Rights Groups Slam Royal Jet Over Bahrain Extradition Flight

MANAMA (Dispatches) – Emirati airline RoyalJet may have violated a European Court of Human Rights injunction and UN conventions on human rights by carrying out the “wrongful” extradition of a Bahraini dissident from Serbia, a group of human rights groups has said.
Ahmed Jaffar Mohammed Ali, 48, was extradited on January 24 under an international arrest request dating back to 2015, despite an ECHR ruling he could not be sent home pending further investigation.
The Bahrain Institute for Rights and Democracy (BIRD) cited the Strasbourg-based ECHR as saying Ali should not be extradited before February 25 to give it time to examine “possible risks of torture and/or ill-treatment that the applicant would face if extradited to Bahrain”.
In a letter to Royal Jet on Monday, 11 human rights groups said an A6-RJC plane belonging to the private airline – which is based in Abu Dhabi, United Arab Emirates – flew Ali from the Serbian capital Belgrade to Bahraini capital Manama where he was handed over to the Bahraini authorities.
“We fear that by using your company’s aircrafts to carry out Mr Ali’s wrongful extradition, you may have played an active role in violating the ECHR’s interim measures and article 3 of the UN Convention against Torture, which enshrines the principle of non-refoulement,” the groups said in the letter published on the website of Americans for Democracy & Human Rights in Bahrain (ADHRB).

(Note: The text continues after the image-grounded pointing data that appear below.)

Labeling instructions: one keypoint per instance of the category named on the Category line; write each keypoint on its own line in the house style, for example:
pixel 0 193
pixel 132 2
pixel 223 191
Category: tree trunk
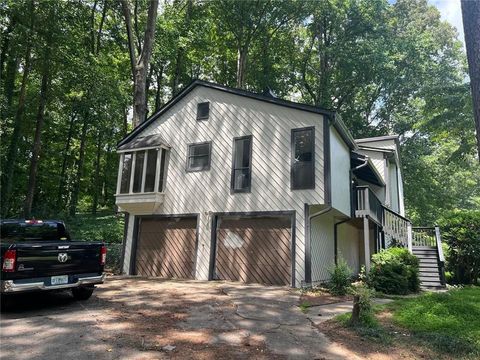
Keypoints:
pixel 140 69
pixel 355 319
pixel 241 65
pixel 96 182
pixel 5 43
pixel 16 134
pixel 158 94
pixel 61 185
pixel 177 71
pixel 37 143
pixel 471 26
pixel 81 160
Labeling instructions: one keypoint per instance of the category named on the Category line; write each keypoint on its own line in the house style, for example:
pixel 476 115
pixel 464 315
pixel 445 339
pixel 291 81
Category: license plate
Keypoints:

“You have also violated the UN Guiding Principles on Business and Human Rights, under which business enterprises’ responsibility to respect human rights requires that they seek ‘to prevent or mitigate adverse human rights impacts that are directly linked to their operations, products or services by their business relationships, even if they have not contributed to those impacts’.”
Ali, who had previously been twice sentenced to life in prison in Bahrain in absentia, applied for asylum in Serbia in November 2021, arguing that he risked torture and potentially death in his homeland.
Meanwhile, Bahrain’s main opposition group, the al-Wefaq National Islamic Society, says Al Khalifah regime forces have committed dozens of violations against Bahraini nationals in the last week of the month of January, amid ongoing repression in the tiny Persian Gulf country.
Al-Wefaq, in a statement released on Monday, announced that it has recorded numerous violations against citizens and prisoners of conscience between January 22 and 28, and the figure stands at over 50 cases.
The statement referred to the arbitrary detention of political dissident Ahmed Jaafar Mohamed Ali as the most egregious violation, after he was deported from Serbia and handed over to Bahraini authorities.